On the face of it, it looks like a bad deal for the investors, right? One gets high returns throughout the life of the bonds but at any point of time when the “event trigger” strikes, one loses the hefty principal amount. Seems, not really. The first bond sale in 2017 was subscribed up to 200% closing $320 million of capital. Regular Cat Bond buyers, asset managers, pension companies and other institutional investors were the main subscribers.

The reasons for this oversubscription were pretty market opportunities driven. Fixed income rates have been abysmally low as central banks around the world have cut rates and investors chasing yields have had only limited avenues for earning meaningful returns. The pandemic bonds with a maturity of three years and a total face value of $320 million had two tranches with different thresholds for similar parameters triggering pay-outs. However, Class B investors were compensated by higher coupons owing to no principle-protection. Taking on pandemic risks for “black swan events”, uncorrelated to the rest of the market movements seemed to be meaningful to some investors and surprisingly, the investor base was skewed towards pension fund managers for the riskier Class B tranche.

The catch here is, of course, the parametric “triggers” which list certain requirements, all of which must be met at once for funds payout, that is, these are “and” and not “or” conditions. To name a few, outbreak size (the number of cases of infections and fatalities), outbreak growth (over a defined time period), and outbreak spread (with two or more IBRD/IDA countries affected by the outbreak) were on that list. For example, Congo had fresh Ebola outbreaks as recently as June 2020, however as most of the recent outbreaks were regional, it did not meet the ‘additional country’ criteria trigger and the insurance window could not be utilized for any pay-outs for Ebola. Under the current coronavirus outbreak, all the criteria were met only by the third week of April 2020, though Covid-19 was declared as a public health emergency of international concern on January 30, 2020.
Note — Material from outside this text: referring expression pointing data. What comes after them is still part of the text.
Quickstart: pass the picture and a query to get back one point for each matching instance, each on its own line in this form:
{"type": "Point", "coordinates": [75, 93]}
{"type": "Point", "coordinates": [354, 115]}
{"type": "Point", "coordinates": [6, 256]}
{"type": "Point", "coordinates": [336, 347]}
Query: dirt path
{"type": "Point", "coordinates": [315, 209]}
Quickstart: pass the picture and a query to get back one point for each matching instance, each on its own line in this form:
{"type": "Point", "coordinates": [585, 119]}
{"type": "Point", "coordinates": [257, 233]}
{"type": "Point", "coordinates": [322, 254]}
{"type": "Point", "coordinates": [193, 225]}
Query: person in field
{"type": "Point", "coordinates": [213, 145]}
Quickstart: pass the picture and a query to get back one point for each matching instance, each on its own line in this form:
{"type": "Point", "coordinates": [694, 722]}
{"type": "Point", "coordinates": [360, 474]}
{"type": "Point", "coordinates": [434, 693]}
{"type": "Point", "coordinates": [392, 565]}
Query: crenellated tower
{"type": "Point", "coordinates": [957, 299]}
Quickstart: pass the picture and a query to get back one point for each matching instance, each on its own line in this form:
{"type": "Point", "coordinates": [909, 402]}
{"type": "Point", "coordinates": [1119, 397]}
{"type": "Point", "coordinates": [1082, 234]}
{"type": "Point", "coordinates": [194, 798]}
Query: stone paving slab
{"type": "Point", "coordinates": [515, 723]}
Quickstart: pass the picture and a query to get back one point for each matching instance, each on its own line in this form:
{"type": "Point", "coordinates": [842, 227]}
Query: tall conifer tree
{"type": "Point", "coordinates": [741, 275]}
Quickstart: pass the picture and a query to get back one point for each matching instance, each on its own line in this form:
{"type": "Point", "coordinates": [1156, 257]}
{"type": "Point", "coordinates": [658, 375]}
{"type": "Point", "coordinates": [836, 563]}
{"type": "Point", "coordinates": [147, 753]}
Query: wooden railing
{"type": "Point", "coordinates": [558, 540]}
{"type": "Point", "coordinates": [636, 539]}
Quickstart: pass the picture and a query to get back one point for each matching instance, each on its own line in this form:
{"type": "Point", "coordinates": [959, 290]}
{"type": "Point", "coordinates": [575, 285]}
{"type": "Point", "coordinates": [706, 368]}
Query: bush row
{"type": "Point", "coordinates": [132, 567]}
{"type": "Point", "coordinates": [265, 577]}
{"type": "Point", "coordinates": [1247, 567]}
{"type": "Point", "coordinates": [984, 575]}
The complexity of the triggers and the inherent difficulty in fetching the data meant that the entire process of trigger analysis and subsequent funds pay-out could not be done as quickly as desired. An outbreak makes on-the-ground data availability very challenging, hence, calculation of mortality rate and the international spread of the virus is based on data which is dated. In countries that have weaker medical infrastructure, large-scale testing is itself a major pain point, and therefore pay-outs based on those very factors seem counterintuitive. Also, the sum calculated as pay-outs amounts to a drop in the ocean compared to the huge funds cumulatively required in such countries. Meanwhile, the investors have continued to reap cash benefits through the high coupon rates to the tune of $110 million that has been paid to bondholders and reinsurers.

A total of ~$196 million is still in the process of disbursement among 64 of the world’s lowest income-eligible countries affected by Covid-19 while an erosion of 16.67% of the $225 million from the Class A tranche and 100% of the Class B (risky) tranche or $95 million according to the bond terms has taken place. The Cat Bond investors who upheld the theory of risk overpricing, through the recent experience and in general due to the climate changes are now wary of risk being rather underpriced, and hence investor appetite is gradually getting weaker. Hence, a more effective way to innovate lies in the process rather than the financial instrument. A systematic escalation of the donor funds directly to the IDA countries, rather than a cumbersome disbursement subject to a long-list criterion which kicks in only when the event gets worse, would justify the intent of the process. Such events as also described by Taleb as “white swan” are bound to happen and hence a funding method, rather than a financial innovation, that directly help those affected and in a timely manner stands a better chance of success and is the need of the hour.